Plasma exchange is recommended by some experts for severe relapses not controlled by corticosteroids. However, the benefits of plasma exchange have not been established. For this treatment, blood is withdrawn, abnormal antibodies are removed from it, and the blood is returned to the person (see Controlling Diseases by Purifying the Blood).
Other drugs can be used to relieve or control specific symptoms:
Muscle spasms: The muscle relaxants baclofen or tizanidine
Urinary incontinence: Oxybutynin or tamsulosin
Pain due to abnormalities in nerves: Anticonvulsants (such as gabapentin, pregabalin, or carbamazepine), sometimes tricyclic antidepressants (such as amitriptyline), or opioids
Tremors: The beta-blocker propranolol
Fatigue: Amantadine (used to treat Parkinson disease) or, less often, drugs used to treat excessive sleepiness (such as modafinil, armodafinil, or amphetamine)
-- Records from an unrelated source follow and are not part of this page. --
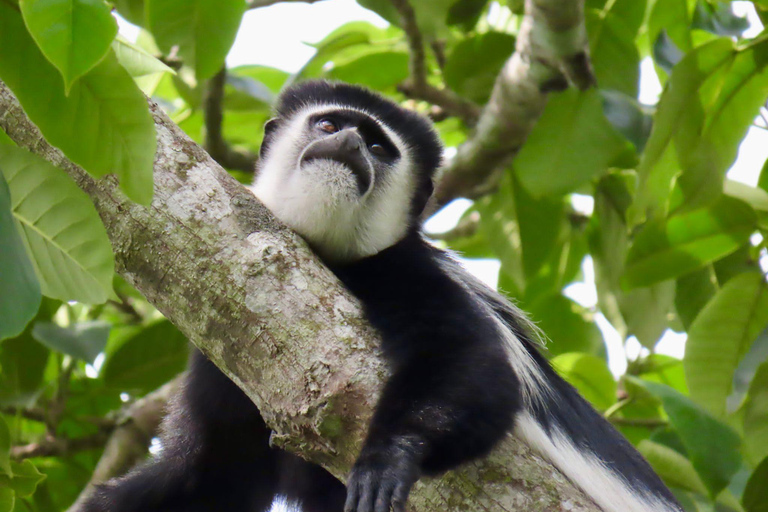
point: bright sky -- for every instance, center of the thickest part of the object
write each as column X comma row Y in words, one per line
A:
column 275, row 36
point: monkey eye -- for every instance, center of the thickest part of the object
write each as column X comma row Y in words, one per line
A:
column 327, row 126
column 378, row 150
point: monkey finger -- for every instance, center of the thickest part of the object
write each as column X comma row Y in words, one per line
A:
column 353, row 494
column 367, row 493
column 400, row 496
column 384, row 498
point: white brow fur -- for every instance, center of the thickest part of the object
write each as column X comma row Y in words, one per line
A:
column 319, row 199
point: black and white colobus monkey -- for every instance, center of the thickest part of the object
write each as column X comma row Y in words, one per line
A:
column 351, row 172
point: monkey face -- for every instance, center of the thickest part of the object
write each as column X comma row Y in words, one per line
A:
column 340, row 178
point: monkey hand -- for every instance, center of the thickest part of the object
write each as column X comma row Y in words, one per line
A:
column 382, row 478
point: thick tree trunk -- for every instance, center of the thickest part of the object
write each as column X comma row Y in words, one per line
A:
column 251, row 295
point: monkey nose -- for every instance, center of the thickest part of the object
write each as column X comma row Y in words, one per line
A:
column 349, row 139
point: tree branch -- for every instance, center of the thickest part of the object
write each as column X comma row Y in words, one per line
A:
column 252, row 296
column 50, row 446
column 551, row 52
column 417, row 86
column 213, row 113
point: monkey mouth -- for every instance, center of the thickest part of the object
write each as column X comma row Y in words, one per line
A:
column 351, row 159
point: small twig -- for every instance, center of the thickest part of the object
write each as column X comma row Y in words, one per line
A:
column 465, row 228
column 51, row 446
column 125, row 306
column 213, row 112
column 255, row 4
column 639, row 422
column 417, row 86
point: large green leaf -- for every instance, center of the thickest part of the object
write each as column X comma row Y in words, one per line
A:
column 474, row 63
column 20, row 295
column 673, row 467
column 5, row 448
column 203, row 30
column 83, row 340
column 103, row 125
column 720, row 336
column 60, row 227
column 693, row 292
column 571, row 143
column 613, row 53
column 755, row 498
column 686, row 242
column 74, row 35
column 148, row 359
column 380, row 70
column 590, row 375
column 679, row 111
column 732, row 98
column 23, row 362
column 714, row 94
column 567, row 325
column 712, row 446
column 355, row 36
column 136, row 60
column 7, row 499
column 25, row 478
column 755, row 417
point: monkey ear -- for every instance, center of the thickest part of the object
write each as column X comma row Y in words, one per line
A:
column 423, row 193
column 269, row 131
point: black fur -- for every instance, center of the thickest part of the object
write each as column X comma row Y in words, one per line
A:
column 452, row 395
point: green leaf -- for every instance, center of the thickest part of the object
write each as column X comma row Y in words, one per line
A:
column 590, row 375
column 672, row 467
column 5, row 448
column 679, row 112
column 646, row 311
column 203, row 30
column 712, row 446
column 25, row 478
column 757, row 198
column 148, row 359
column 613, row 53
column 567, row 326
column 7, row 499
column 732, row 98
column 720, row 336
column 686, row 242
column 674, row 18
column 103, row 125
column 131, row 10
column 466, row 13
column 63, row 233
column 755, row 498
column 755, row 417
column 664, row 370
column 136, row 60
column 628, row 117
column 20, row 295
column 380, row 70
column 474, row 63
column 353, row 35
column 23, row 362
column 83, row 340
column 571, row 143
column 74, row 35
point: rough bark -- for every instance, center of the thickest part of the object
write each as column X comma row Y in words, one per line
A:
column 251, row 295
column 551, row 52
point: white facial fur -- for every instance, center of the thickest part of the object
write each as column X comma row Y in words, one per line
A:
column 320, row 201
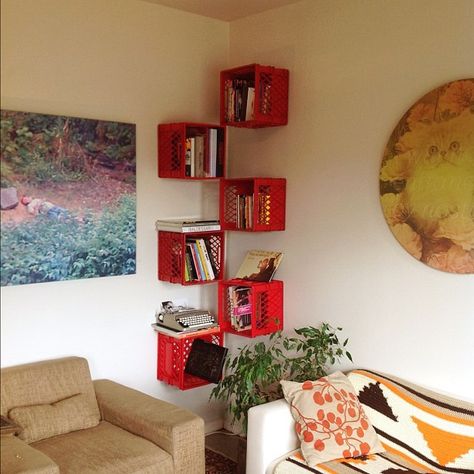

Depression: Antidepressants such as sertraline or amitriptyline, counseling, or both
Constipation: Stool softeners or laxatives taken regularly
People with urine retention can learn to catheterize themselves and thus empty their bladder.
People with multiple sclerosis can often maintain an active lifestyle, although they may tire easily and may not be able to keep up with a demanding schedule. Encouragement and reassurance help.
Regular exercise such as riding a stationary bicycle, walking, swimming, or stretching reduces spasticity and helps maintain cardiovascular, muscular, and psychologic health.
Physical therapy can help with maintaining balance, the ability to walk, and range of motion and can help reduce spasticity and weakness. People should walk on their own for as long as possible. Doing so improves their quality of life and helps prevent depression.
Avoiding high temperatures—for example, by not taking hot baths or showers—can help because heat can worsen symptoms. People who smoke should stop.
Because people who have low levels of vitamin D tend to have more severe multiple sclerosis and because taking vitamin D may reduce the risk of developing osteoporosis, doctors usually recommend that people take vitamin D supplements. Whether vitamin D supplements can help slow the progression of multiple sclerosis is being studied.
People who become weak and unable to move easily may develop pressure sores, so they and their caregivers must take extra care to prevent the sores.
If people are disabled, occupational therapists can help with rehabilitation. They can help people learn to function despite disabilities caused by the disorder. Social workers can recommend and help arrange for needed services and equipment.